Наконец он повернулся к Фитцледжу и сдержанно произнес:
— Входите и располагайтесь.
— Благодарю вас, милорд. — Держа перед собой треуголку, как щит, Фитцледж прошел в комнату. В кабинете царила подчеркнуто мужская атмосфера; Стены были обшиты дубовыми панелями, потемневшими от времени, а мебель представляла собой смешение самых разных стилей, причем некоторые предметы принадлежали еще к эпохе Тюдоров. Кабинет был одним из немногих помещений замка, благополучно переживших как нашествие армии Кромвеля, так и реформы, осуществляемые матерью Анатоля.
Почти все остальные помещения Сесили Сентледж перепланировала, оклеила обоями и заполнила новой мебелью в стремлении придать замку Сентледж более цивилизованный вид и превратить его в обычный загородный дом. С таким же успехом, как язвительно говаривал Анатоль, можно было пытаться приделать черту ангельские крылышки.
Он дал священнику время устроиться в обитом гобеленовой тканью кресле, а потом с ледяным спокойствием проговорил:
— Что ты со мной сделал, старик?
— Сделал с вами, милорд? — Фитцледж отвел взгляд, но продолжал с достоинством: — Я всего лишь нашел вам идеальную невесту.
— Идеальная невеста? — Образ Медлин, представший перед мысленным взором Анатоля, подстегнул сдерживаемую ярость. — Эта фарфоровая кукла? Да ее бы сдуло первым же порывом ветра, если бы этот нелепейший парик не придавливал ее к земле!

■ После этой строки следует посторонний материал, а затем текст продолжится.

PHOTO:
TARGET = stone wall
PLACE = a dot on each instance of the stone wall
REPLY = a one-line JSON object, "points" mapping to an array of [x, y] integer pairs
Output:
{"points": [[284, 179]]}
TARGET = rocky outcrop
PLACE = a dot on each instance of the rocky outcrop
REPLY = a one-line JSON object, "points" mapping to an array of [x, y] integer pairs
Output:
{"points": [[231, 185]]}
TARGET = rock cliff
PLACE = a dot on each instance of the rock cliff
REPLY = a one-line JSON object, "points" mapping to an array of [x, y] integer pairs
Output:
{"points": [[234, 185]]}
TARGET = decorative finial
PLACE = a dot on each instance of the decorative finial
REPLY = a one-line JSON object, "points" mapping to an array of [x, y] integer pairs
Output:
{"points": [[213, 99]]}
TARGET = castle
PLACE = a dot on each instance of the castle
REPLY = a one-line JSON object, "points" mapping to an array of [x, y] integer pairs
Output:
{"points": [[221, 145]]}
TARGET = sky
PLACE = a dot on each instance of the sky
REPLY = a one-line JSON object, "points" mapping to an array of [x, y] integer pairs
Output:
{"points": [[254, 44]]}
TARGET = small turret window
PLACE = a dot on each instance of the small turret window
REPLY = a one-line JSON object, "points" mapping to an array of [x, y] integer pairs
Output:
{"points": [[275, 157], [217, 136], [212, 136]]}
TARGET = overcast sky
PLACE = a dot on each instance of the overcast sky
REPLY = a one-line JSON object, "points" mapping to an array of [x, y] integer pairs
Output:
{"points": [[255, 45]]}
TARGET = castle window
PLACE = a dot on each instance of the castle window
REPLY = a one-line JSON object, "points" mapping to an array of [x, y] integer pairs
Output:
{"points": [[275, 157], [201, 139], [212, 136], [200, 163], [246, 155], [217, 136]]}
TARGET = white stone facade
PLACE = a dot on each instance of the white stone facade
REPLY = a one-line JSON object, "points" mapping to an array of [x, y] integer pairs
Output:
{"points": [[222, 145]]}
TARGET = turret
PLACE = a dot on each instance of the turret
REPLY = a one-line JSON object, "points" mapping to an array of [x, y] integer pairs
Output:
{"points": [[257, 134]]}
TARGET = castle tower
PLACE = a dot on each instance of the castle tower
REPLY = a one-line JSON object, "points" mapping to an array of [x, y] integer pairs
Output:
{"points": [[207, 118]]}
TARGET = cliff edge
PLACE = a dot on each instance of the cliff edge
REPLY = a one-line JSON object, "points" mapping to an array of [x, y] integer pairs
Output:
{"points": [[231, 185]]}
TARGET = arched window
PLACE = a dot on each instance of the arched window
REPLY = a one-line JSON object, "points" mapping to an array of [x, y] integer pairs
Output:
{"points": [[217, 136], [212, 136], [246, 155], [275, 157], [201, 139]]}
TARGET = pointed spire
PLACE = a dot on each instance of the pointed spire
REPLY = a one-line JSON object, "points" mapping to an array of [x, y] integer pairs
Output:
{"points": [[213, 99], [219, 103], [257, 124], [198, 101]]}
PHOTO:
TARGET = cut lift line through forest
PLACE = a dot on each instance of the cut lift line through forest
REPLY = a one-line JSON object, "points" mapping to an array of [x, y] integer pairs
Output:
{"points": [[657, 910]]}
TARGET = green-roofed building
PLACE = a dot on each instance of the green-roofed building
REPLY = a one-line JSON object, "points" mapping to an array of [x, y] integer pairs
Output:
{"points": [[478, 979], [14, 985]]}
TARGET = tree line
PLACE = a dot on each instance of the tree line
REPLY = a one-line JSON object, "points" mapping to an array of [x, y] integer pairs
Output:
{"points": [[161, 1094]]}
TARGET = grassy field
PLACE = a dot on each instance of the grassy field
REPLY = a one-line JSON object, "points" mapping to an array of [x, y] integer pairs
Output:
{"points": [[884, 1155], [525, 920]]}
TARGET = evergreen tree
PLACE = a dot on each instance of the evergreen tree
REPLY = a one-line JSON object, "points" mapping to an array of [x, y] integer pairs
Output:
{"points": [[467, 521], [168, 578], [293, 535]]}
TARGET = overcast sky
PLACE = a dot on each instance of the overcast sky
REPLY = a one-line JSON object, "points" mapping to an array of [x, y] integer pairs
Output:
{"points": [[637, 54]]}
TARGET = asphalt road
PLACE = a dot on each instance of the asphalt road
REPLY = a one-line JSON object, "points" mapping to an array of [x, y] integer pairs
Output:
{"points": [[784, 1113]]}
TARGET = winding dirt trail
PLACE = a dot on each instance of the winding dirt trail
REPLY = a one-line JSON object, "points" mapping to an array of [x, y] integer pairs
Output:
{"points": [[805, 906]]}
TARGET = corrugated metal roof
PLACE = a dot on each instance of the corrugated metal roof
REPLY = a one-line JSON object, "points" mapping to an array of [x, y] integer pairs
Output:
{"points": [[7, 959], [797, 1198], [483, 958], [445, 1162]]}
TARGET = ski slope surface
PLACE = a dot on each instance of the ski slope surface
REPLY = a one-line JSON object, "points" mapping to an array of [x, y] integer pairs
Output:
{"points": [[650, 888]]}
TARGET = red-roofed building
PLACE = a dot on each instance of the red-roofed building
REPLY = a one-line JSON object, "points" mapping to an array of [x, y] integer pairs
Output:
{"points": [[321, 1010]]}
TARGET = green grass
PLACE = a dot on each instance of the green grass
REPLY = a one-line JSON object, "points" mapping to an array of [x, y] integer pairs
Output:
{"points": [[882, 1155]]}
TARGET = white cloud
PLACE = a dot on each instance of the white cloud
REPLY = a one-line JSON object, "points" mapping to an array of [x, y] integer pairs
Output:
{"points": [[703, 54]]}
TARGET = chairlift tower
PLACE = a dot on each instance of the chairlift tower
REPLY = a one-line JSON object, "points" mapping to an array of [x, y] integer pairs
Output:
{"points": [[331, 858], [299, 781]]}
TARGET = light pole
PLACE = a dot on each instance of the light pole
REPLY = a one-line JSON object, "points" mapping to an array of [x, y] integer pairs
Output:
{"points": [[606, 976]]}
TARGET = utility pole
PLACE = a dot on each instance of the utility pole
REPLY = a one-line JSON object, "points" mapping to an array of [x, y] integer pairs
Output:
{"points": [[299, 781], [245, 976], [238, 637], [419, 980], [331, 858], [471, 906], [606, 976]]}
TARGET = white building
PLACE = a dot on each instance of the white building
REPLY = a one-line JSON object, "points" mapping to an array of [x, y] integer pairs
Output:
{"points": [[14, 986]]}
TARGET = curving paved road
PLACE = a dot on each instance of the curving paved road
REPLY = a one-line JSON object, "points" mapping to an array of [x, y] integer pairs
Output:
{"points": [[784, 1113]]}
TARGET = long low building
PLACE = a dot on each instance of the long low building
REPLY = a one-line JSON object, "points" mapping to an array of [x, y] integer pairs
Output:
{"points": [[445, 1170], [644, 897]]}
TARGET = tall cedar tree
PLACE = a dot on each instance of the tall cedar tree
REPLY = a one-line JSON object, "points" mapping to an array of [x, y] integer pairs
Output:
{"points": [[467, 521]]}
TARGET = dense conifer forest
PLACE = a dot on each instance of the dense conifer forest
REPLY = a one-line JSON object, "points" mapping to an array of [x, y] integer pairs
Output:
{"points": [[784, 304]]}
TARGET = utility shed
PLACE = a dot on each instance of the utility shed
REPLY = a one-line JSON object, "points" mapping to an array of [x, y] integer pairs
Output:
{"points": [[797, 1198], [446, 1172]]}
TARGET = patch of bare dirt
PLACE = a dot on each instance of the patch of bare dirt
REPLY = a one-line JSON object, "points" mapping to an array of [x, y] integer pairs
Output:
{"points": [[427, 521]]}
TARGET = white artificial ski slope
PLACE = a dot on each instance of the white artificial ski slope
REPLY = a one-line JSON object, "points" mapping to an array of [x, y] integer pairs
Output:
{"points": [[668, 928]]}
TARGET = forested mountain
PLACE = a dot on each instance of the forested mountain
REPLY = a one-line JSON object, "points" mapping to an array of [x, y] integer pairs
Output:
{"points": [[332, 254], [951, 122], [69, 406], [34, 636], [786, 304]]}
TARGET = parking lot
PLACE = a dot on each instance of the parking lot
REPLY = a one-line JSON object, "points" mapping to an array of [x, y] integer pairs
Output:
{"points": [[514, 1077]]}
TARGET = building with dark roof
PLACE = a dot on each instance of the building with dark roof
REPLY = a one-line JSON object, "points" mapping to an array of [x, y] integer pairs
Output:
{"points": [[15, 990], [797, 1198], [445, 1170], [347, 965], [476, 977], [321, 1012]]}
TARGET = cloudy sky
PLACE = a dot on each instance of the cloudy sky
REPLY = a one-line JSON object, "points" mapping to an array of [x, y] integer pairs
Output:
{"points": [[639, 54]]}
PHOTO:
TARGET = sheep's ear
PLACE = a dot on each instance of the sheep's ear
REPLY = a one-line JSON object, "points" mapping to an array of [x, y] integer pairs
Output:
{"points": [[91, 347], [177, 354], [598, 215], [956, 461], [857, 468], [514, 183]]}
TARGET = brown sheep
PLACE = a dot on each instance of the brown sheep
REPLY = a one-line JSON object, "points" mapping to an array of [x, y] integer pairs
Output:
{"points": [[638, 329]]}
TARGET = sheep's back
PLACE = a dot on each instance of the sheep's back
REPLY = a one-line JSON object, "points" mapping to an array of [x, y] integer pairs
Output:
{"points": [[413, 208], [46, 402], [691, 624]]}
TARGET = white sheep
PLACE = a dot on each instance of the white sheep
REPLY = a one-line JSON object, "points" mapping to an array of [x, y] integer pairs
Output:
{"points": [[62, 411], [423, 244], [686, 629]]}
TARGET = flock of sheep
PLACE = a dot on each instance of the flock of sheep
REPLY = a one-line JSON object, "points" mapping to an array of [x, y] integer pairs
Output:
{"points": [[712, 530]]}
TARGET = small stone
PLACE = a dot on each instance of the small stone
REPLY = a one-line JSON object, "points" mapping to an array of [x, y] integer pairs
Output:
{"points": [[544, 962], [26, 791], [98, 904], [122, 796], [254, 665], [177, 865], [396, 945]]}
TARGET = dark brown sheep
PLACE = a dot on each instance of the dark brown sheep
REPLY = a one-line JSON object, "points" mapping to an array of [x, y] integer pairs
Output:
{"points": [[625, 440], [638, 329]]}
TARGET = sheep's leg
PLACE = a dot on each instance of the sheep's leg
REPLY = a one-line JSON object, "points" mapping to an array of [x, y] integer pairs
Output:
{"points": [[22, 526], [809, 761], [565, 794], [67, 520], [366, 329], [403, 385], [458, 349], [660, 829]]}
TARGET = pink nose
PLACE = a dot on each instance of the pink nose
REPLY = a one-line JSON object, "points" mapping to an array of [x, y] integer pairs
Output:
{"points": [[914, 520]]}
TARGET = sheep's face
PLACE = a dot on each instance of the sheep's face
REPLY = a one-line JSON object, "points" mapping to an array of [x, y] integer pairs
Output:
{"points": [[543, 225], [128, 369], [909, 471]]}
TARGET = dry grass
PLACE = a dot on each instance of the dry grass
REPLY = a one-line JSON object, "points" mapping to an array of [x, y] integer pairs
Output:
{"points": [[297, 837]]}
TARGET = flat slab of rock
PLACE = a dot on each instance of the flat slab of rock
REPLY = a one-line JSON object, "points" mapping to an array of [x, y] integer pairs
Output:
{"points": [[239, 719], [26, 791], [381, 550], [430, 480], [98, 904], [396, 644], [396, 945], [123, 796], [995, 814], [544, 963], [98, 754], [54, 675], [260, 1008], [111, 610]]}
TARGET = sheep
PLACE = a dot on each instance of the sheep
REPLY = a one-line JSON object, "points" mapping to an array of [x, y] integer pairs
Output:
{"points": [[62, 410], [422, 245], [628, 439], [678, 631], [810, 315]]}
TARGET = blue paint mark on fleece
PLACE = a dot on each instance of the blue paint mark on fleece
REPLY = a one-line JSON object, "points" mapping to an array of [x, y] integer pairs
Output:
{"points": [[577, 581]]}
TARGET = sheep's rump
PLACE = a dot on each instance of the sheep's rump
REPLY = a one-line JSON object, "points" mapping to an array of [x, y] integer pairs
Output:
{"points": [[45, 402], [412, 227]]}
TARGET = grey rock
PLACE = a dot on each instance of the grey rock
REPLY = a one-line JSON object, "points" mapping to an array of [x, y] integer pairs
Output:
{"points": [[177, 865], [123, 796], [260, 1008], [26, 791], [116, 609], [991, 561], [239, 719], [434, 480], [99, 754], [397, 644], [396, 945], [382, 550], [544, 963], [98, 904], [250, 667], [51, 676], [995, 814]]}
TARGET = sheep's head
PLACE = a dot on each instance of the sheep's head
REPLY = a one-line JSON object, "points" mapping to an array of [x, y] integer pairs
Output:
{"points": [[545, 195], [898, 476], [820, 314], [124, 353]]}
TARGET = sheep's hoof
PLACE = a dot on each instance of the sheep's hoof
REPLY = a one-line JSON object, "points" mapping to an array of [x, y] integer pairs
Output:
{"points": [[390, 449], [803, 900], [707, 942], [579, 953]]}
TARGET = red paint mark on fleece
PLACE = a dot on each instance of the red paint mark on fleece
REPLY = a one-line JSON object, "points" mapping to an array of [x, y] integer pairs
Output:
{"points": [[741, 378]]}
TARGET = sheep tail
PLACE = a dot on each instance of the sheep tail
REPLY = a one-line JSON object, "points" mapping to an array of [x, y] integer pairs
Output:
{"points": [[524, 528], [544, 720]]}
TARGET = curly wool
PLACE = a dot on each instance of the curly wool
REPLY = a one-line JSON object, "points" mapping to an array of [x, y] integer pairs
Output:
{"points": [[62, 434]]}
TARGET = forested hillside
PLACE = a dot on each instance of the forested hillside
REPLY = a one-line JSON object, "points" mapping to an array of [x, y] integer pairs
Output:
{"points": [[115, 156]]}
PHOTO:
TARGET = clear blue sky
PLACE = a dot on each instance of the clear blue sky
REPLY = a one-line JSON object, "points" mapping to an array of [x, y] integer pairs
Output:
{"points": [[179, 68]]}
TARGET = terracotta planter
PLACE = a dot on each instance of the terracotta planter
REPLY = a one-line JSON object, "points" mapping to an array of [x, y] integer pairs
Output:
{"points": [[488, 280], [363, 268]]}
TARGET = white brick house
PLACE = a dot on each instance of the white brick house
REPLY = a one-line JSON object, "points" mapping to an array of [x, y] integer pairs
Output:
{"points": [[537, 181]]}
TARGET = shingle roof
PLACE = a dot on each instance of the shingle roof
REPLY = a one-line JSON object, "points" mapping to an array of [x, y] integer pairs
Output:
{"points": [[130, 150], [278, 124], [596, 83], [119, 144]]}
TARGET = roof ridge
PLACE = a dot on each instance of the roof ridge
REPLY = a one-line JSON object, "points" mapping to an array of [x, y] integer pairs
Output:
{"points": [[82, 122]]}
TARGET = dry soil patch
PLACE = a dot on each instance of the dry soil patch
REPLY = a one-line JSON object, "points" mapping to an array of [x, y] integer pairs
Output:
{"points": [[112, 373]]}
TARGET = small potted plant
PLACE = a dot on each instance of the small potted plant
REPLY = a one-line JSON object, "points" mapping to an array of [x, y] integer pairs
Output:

— Медлин отвечает всем вашим требованиям к будущей жене.
— Черта с два она отвечает! — взревел Анатоль. Одни собаки настороженно подняли головы, но самый старый гончий пес продолжал спать как ни в чем не бывало. Либо он привык к буйному нраву хозяина, либо просто оглох на старости лет.
— Я же говорил вам, никаких расфранченных красоток, никаких плоских грудей и, главное, никаких рыжих волос. — Анатоль начал было загибать пальцы, но потом с отвращением махнул рукой. — Как вы думаете, зачем я дал вам с собой список? Вы ведь считаетесь образованным человеком, стало быть, должны хотя бы уметь читать. Может, к старости вам изменило зрение?
— Зрение мне не изменило, — с негодованием возразил Фитцледж. Опустив руку в карман редингота, он извлек оттуда сильно помятую бумагу. Потом водрузил на нос круглые очки в металлической оправе и начал читать вслух: — Девица с нежным и чувствительным сердцем. Обладающая тонким воспитанием, приличествующим леди. Умная и образованная…
— Что? Дайте-ка я посмотрю. — Анатоль выхватил листок у Фитцледжа. Он пробежал глазами написанные черными чернилами строки, и на лице его отразилось глубочайшее изумление. — Цвет лица — слоновая кость и розы, — бормотал он. — Точеная фигура с тонкой талией и изящными членами. Манера одеваться весьма женственная. Глаза, как изумруды, волосы, как золотое пламя…
Анатоль устремил на Фитцледжа обвиняющий взгляд.
— Что это за дьявольщина? Почерк мой, но я писал совсем другое. Вы подделали мой почерк?